With such promises, Smith appealed to the minority segment of Albertans who have not been vaccinated against COVID – it is only nine percent people over the age of 12 – or have been wronged for being pressured into doing so, for fear of suffering consequences in the workplace or being restricted in their ability to fly, dining out or visiting long-term care homes.

But if you establish a human right to refuse vaccines and not face employment or consumer consequences, Smith presumably cannot conceive of a protected class relating only to vaccination against a single disease. It is assumed that it should apply to all vaccinations.

The Alberta Human Rights Act would effectively protect a newly created freedom of a group of citizens and, in doing so, limit disease protections for other Albertans among them. In other words, healthcare workers would be free from not being protected against a range of other illnesses when working in hospitals.

“You open the door to resurgences of vaccine-preventable diseases potentially spread in a health care setting,” said Dr. Lynora Saxinger, infectious disease specialist at the University of Alberta.

Hepatitis B, for example, is a chronic liver infection that can lead to cancer or liver failure and is easily transmitted through the blood. This vaccine, Saxinger said, has largely eliminated previous risks of hepatitis B outbreaks in hospitals or other health care facilities.

kristen davis
A registered nurse was the first healthcare worker in Grande Prairie, Alberta to receive the COVID-19 vaccine in December 2020. By the time COVID vaccines became mandatory the following fall, more than 97 % of Alberta health care workers were immunized. (Chris Beauchamp/Alberta Health Services)

As with the rules on COVID vaccines, health sector policies regarding other rules or vaccine disclosures had been well developed and considered, with discussion of the impacts on workers’ freedoms and personal choice set. balanced against the consequences of higher risks for hospitalized patients. Smith’s plan would take that decision out of the hands of health administrators and drop it squarely on the « freedom » side of that equation.

« It basically means that the science and the ethics behind what we’re doing right now doesn’t matter anymore, and you can have someone in the healthcare industry who could potentially be carrying a disease. infectious disease and exposing patients to it on an ongoing basis and doing nothing about it,” Saxinger said.

New wave thinking

Clearly, Smith is targeting the healthcare industry for this harsh crackdown on the ability to prevent unvaccinated workers. She repeatedly linked the strain in the system to the fact that healthcare employers had demanded COVID vaccinations.
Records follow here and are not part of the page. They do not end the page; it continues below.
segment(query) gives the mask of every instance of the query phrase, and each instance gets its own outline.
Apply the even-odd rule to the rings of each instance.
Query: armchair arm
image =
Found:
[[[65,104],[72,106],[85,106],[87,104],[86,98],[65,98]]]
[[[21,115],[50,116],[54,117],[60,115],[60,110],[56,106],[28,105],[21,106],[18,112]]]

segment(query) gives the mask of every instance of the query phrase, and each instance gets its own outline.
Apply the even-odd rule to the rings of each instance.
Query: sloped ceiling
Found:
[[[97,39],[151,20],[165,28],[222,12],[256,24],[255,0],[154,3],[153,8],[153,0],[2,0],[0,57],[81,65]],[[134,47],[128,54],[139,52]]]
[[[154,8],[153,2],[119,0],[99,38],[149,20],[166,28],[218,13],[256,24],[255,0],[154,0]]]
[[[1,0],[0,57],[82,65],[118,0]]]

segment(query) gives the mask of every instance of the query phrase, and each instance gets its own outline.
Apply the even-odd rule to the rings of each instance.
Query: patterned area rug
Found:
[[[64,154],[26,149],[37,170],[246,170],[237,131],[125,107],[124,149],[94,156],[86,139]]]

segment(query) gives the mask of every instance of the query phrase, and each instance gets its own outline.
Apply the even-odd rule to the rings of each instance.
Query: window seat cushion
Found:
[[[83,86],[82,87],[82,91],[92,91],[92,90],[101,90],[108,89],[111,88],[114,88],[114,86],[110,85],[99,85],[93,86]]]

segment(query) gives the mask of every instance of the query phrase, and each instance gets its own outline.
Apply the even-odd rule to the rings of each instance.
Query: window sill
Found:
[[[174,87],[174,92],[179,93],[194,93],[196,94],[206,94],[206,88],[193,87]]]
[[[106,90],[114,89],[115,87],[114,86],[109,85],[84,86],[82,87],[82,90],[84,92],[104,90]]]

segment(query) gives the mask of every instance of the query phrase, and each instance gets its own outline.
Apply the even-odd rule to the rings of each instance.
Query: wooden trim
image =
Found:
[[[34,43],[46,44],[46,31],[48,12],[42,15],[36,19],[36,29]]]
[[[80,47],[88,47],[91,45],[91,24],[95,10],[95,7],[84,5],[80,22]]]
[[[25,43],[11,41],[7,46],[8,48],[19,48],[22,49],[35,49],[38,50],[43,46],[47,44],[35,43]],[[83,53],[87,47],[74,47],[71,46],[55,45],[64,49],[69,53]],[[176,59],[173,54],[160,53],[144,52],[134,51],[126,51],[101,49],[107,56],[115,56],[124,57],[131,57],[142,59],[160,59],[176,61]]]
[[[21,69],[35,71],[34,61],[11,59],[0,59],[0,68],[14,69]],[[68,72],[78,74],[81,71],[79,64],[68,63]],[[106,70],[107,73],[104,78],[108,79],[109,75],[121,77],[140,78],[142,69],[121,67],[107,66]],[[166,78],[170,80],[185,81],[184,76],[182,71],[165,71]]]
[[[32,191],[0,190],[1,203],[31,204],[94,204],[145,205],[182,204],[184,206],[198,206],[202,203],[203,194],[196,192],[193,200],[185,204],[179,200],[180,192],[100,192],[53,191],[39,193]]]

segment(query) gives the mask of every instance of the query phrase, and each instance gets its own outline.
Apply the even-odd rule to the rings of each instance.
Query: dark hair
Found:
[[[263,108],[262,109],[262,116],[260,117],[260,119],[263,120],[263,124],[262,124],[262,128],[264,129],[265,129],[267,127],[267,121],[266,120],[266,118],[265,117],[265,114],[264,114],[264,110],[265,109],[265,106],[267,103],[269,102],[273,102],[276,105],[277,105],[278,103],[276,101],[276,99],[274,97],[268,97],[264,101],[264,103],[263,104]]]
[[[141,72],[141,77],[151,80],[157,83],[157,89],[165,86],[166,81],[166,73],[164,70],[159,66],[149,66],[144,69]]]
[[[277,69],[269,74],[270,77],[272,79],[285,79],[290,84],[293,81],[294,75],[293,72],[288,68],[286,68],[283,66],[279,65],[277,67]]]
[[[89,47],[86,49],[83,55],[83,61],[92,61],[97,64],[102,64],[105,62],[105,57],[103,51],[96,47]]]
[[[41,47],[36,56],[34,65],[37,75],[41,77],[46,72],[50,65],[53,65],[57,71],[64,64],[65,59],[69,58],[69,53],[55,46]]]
But the overwhelming majority of AHS workers complied with the requirement — more than 97.7% of part-time and full-time staff and 99.8% of physicians. And when AHS was ordered by the Kenney government to rescind its employee mandate in March, the agency expected to add just 750 workers. More than 121,000 people are employed by AHS and its subsidiaries.

And remember, these vaccine rules came into effect during the Delta wave, before Omicron changed the stakes in transmission protection. Federal government employers at Alberta Health Services have dropped their COVID vaccination mandates, and Smith clearly doesn’t want to embrace a new passport system.

But it’s also worrying for a prime minister to provide such clear blockades against new vaccination rules for anyone if the virus evolves further or another new virus emerges that a vaccine can firmly mitigate, Saxinger said.

When the new prime minister pledged no more lockdowns, at a time when no one in the Western world was imposing COVID restrictions on restaurants or places of worship, she was making a promise that would only have consequences if the things were falling back into extreme pandemic peril. But it is not at all the same with his plans for the Alberta Human Rights Act.

Given the magnitude of such a decision, you don’t have to be a COVID pessimist to fear it could be life-threatening.